At the same time, Cool “Disco” Dan was an enthusiastic member of Gangster Chronicles, one of the most notorious of the District street gangs. In an era when gangs and crews (the terms are fairly interchangeable to Dan) were demonized, due to the brutal 1984 murder of Catherine Fuller by the notorious 8th and H Crew, Dan wanted in. The crews offered too much of a reputation boost to pass up. And so did graffiti.
“Graffiti is a good way to get out of hard times, and I wanted to be big. Like big big,” he says. “I wanted people from out of town talking about me as much as people in town.”
Graffiti was really where Dan wanted to make his mark. He saw his heroes writing their names—such as R.E. Randy and Sir Nose 84—and wanted to be among them. Gradually, he wrote his name enough to get their attention, and to meet these street legends himself. But Dan took it farther—much farther—than any of them. “Writing was like my girlfriend,” he laughs.
By the early ‘90s, Cool “Disco” Dan was D.C.’s biggest underground celebrity after painting his moniker all over the city until it seemed as though no wall, rooftop or street sign had been forgotten. He wrote on every Metro bus, and took his name to every neighborhood, crossing socio-economic boundaries in a way that no other graffiti writer in the city had ever done. He was obsessed with making a name for himself with graffiti street fame, but at the same time hated the attention he got for it—including being sent in and out of institutions by his mother as they tried to deal with him throughout his teenage years.

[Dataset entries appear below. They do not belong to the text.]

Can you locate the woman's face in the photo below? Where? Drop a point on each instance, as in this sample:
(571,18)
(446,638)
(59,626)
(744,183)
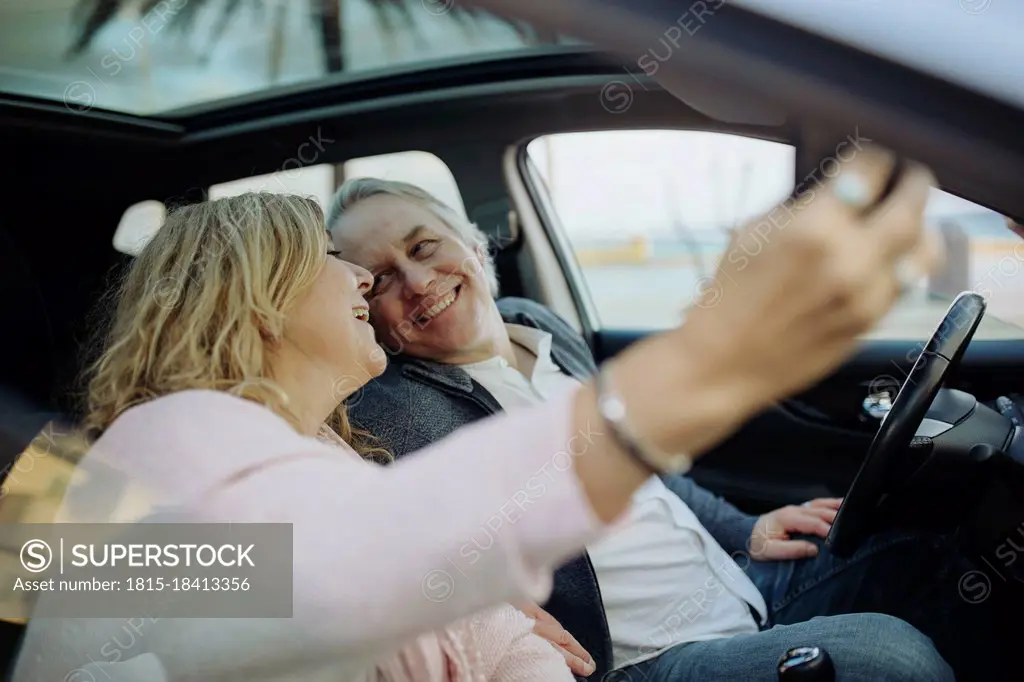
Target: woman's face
(330,326)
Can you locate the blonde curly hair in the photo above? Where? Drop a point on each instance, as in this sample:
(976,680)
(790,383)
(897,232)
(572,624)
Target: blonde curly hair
(201,304)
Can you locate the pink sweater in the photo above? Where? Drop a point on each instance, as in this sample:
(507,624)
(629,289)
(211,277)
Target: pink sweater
(369,542)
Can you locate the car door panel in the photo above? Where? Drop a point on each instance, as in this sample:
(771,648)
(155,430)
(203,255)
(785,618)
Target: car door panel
(812,444)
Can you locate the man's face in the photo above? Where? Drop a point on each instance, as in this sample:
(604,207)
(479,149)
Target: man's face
(430,297)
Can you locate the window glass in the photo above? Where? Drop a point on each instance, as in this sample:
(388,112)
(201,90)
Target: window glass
(648,213)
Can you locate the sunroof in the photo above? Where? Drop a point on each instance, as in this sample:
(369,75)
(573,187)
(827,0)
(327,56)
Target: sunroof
(152,56)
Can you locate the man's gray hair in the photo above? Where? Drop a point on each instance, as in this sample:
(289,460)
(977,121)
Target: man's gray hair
(356,189)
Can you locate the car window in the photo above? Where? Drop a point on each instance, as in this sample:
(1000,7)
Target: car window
(648,214)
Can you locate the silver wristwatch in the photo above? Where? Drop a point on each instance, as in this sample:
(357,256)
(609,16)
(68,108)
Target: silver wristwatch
(612,410)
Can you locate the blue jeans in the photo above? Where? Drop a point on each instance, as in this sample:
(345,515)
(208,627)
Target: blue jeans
(885,613)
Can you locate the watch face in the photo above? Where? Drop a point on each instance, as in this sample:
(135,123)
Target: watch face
(679,463)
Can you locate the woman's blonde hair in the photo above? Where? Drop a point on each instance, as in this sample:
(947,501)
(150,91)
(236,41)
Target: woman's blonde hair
(204,301)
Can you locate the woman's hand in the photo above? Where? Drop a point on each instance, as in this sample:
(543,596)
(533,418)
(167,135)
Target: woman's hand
(771,538)
(792,295)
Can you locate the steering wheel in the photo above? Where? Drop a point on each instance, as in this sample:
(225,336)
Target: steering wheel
(890,449)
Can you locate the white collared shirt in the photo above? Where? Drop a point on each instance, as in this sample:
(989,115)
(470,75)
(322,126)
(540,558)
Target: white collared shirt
(664,579)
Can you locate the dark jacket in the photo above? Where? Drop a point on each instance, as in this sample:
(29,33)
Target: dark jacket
(416,402)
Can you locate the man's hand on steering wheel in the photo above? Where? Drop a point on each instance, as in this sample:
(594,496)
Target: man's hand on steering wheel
(771,541)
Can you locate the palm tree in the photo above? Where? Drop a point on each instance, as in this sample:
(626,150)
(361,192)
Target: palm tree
(92,15)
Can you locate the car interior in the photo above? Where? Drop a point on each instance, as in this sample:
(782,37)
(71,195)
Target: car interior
(921,427)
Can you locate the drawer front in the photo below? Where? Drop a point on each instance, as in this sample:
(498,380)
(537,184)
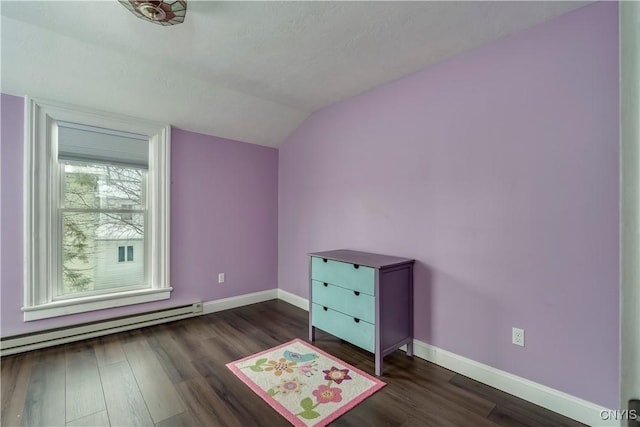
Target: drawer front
(361,306)
(359,333)
(343,274)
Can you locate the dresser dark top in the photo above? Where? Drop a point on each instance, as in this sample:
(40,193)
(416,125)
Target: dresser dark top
(362,258)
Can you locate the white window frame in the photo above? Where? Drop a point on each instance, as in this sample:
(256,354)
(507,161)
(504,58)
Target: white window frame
(41,189)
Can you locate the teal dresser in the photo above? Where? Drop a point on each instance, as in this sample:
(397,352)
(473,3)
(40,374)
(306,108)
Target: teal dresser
(363,298)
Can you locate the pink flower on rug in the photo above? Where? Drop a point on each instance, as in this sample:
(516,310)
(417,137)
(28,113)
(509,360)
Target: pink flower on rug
(337,375)
(280,366)
(308,369)
(326,394)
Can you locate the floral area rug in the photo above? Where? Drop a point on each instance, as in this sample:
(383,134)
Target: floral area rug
(303,383)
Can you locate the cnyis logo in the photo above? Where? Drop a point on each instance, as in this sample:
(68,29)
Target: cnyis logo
(624,414)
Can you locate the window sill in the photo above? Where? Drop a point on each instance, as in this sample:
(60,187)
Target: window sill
(83,305)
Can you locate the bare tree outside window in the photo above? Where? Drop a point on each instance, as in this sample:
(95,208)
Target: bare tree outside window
(103,209)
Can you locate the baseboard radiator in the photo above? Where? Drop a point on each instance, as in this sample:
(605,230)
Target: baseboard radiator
(32,341)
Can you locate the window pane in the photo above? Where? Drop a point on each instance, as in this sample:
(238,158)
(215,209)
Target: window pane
(90,241)
(103,186)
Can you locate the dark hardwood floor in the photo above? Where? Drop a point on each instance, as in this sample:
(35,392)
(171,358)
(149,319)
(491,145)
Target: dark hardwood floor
(174,375)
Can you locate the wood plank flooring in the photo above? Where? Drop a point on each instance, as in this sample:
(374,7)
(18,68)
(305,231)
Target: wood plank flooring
(174,375)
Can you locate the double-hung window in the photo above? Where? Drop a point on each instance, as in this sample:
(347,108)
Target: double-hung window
(97,192)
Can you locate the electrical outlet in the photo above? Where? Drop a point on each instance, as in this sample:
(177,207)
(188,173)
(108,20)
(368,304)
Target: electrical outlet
(517,336)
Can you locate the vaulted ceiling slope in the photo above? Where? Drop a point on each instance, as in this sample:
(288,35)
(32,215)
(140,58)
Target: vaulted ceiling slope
(249,71)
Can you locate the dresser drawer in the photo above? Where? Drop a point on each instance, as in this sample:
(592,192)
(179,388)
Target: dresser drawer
(361,306)
(343,274)
(359,333)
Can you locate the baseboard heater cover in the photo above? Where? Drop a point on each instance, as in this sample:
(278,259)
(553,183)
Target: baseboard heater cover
(32,341)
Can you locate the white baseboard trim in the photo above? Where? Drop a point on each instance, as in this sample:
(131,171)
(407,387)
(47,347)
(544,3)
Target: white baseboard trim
(547,397)
(293,299)
(238,301)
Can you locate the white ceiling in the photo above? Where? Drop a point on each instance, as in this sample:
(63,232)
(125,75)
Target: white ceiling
(250,71)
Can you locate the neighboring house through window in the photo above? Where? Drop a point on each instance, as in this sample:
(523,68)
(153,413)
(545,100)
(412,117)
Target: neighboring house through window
(102,189)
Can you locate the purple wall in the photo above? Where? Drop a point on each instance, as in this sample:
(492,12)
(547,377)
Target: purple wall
(498,171)
(223,219)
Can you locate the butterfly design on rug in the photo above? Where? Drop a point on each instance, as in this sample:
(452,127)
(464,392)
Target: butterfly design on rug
(297,357)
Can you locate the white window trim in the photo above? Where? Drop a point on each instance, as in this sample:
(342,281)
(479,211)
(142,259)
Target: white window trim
(39,190)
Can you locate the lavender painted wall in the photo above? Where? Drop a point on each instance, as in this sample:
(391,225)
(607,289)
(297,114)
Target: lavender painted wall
(498,172)
(223,219)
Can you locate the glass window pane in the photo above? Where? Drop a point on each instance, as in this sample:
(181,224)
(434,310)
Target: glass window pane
(103,186)
(90,241)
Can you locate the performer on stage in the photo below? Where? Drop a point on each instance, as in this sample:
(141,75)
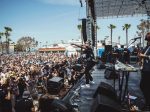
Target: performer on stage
(88,57)
(145,72)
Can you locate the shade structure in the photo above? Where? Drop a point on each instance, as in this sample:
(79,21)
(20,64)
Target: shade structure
(119,8)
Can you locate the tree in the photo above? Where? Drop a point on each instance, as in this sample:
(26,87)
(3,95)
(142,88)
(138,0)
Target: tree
(126,27)
(27,43)
(7,34)
(111,27)
(1,34)
(143,28)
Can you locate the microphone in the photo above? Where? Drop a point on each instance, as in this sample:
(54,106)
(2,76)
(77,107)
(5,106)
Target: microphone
(136,38)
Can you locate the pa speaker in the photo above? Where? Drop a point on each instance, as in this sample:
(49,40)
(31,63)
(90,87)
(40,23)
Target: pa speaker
(107,90)
(103,103)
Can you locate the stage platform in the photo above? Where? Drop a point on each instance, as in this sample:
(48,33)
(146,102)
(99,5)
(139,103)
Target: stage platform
(83,97)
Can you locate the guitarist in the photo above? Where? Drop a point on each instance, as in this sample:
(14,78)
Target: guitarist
(145,72)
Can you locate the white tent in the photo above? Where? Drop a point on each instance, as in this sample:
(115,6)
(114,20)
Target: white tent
(70,51)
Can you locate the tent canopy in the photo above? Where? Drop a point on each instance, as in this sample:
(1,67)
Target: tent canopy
(119,8)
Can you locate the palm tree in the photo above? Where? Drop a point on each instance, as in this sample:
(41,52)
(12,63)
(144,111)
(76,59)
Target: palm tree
(7,34)
(111,27)
(80,29)
(1,34)
(126,27)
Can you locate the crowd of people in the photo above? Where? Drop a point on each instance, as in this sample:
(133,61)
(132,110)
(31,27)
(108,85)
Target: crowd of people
(22,74)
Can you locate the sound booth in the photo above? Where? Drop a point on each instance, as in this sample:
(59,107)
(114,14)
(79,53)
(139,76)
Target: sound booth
(107,90)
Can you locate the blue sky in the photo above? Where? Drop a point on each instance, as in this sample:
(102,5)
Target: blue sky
(55,20)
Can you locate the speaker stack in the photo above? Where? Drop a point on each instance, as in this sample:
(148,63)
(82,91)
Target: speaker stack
(54,85)
(105,99)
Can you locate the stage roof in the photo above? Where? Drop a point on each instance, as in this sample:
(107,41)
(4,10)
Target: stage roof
(119,8)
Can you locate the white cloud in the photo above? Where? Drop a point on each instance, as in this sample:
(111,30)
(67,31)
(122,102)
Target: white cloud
(61,2)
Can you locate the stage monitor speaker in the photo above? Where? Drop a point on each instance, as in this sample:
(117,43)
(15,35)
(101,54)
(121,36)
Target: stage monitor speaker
(84,34)
(110,73)
(108,48)
(107,90)
(103,103)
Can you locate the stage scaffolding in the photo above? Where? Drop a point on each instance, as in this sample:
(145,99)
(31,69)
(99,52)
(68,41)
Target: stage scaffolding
(97,9)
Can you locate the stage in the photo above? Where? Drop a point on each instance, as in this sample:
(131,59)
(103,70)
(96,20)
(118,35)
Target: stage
(84,97)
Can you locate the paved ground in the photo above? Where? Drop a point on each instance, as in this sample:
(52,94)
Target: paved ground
(83,97)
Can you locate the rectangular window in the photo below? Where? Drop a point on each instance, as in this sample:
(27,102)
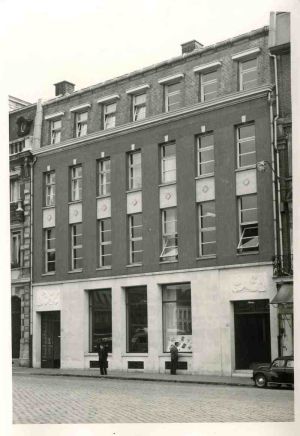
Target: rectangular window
(205,154)
(50,249)
(15,249)
(135,170)
(105,254)
(248,74)
(109,115)
(209,85)
(207,228)
(172,96)
(177,317)
(55,131)
(137,320)
(81,119)
(135,238)
(168,163)
(139,107)
(76,183)
(76,246)
(15,192)
(248,224)
(49,181)
(100,319)
(246,153)
(169,235)
(104,177)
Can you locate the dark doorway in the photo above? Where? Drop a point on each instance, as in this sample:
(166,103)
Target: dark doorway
(15,326)
(50,329)
(252,333)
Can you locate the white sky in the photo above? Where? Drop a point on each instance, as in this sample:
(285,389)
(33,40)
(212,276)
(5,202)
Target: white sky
(89,41)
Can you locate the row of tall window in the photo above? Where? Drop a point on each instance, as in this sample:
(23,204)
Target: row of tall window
(172,100)
(246,156)
(177,319)
(207,241)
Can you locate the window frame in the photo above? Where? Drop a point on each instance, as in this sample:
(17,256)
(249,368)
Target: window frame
(166,237)
(244,140)
(202,230)
(103,243)
(163,159)
(245,226)
(76,247)
(49,188)
(76,183)
(104,187)
(132,240)
(48,251)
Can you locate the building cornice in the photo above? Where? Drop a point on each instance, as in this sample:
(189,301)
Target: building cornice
(237,97)
(157,273)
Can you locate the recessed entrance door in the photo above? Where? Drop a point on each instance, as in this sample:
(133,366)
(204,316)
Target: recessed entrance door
(252,333)
(50,330)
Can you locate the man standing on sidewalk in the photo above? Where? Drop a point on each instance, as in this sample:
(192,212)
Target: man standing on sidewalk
(174,357)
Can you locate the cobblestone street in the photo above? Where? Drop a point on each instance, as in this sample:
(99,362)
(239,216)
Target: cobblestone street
(57,400)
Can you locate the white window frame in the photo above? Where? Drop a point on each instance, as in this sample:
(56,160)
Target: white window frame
(167,237)
(49,250)
(134,170)
(205,229)
(55,131)
(200,150)
(76,183)
(103,172)
(81,123)
(244,72)
(204,84)
(50,188)
(137,107)
(164,159)
(103,243)
(15,190)
(75,247)
(16,235)
(241,141)
(109,115)
(132,239)
(245,226)
(169,94)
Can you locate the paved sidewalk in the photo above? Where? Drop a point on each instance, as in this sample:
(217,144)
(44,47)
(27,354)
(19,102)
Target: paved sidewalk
(179,378)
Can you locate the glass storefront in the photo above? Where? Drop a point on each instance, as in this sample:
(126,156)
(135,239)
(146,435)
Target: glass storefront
(177,317)
(100,319)
(137,320)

Despite the name, Dan doesn’t like disco music. The soundtrack to the story of Cool “Disco” Dan isn’t disco, but the Go-Go beat, a fusion of funk and hip-hop largely overlooked outside of the Beltway. With big names like Chuck Brown, E.U., Rare Essence, Trouble Funk, Junkyard Band, and Dan’s favorites, Class and Ayre Rayde, these Go-Go bands were some of the biggest names in town, yet they stayed local. Their shows were a sweaty, continuous beat, and a place where the Washington, D.C., community came together, both in peace and violence.
In the mix of the story of Cool “Disco” Dan are other fellow legends of Washington, D.C. The crack lord Rayful Edmond III, who led a $300 million-a-year operation at age 24, was king of the town, and provided the personal style blueprint for a generation of non-drug-dealing individuals to follow. And of course the other king of the town, Mayor Marion Barry, whose years of womanizing and drug use led to his downfall, though to most of Washington, he was still Mayor for Life.
Dan is as much a fixture of Washington, D.C., as anyone, and it’s his city. He knows the city like no one else: Even today, he has a better knowledge of D.C.’s streets and back alleys than any cab driver’s, yet he’s never had a driver’s license. From the time he was 19 years old, he was homeless, largely by choice, for the majority of his adult life. Yet he made himself so much a part of his city that his spray-painted name is on permanent display at the Corcoran Gallery of Art, that he is a starring presence in the current exhibit Pump Me Up, and the subject of the new documentary film The Legend of Cool “Disco” Dan.
Most importantly, the legions of his peers who are dead, incarcerated, or utterly adrift all speak to who Cool “Disco” Dan truly is: a survivor who made it out alive. And in the process, he became a legend. Cool “Disco” Dan’s story is the story of the Washington D.C., completely bypassed on school field trips, that gentrification has all but erased and whitewashed—the real Washington, D.C.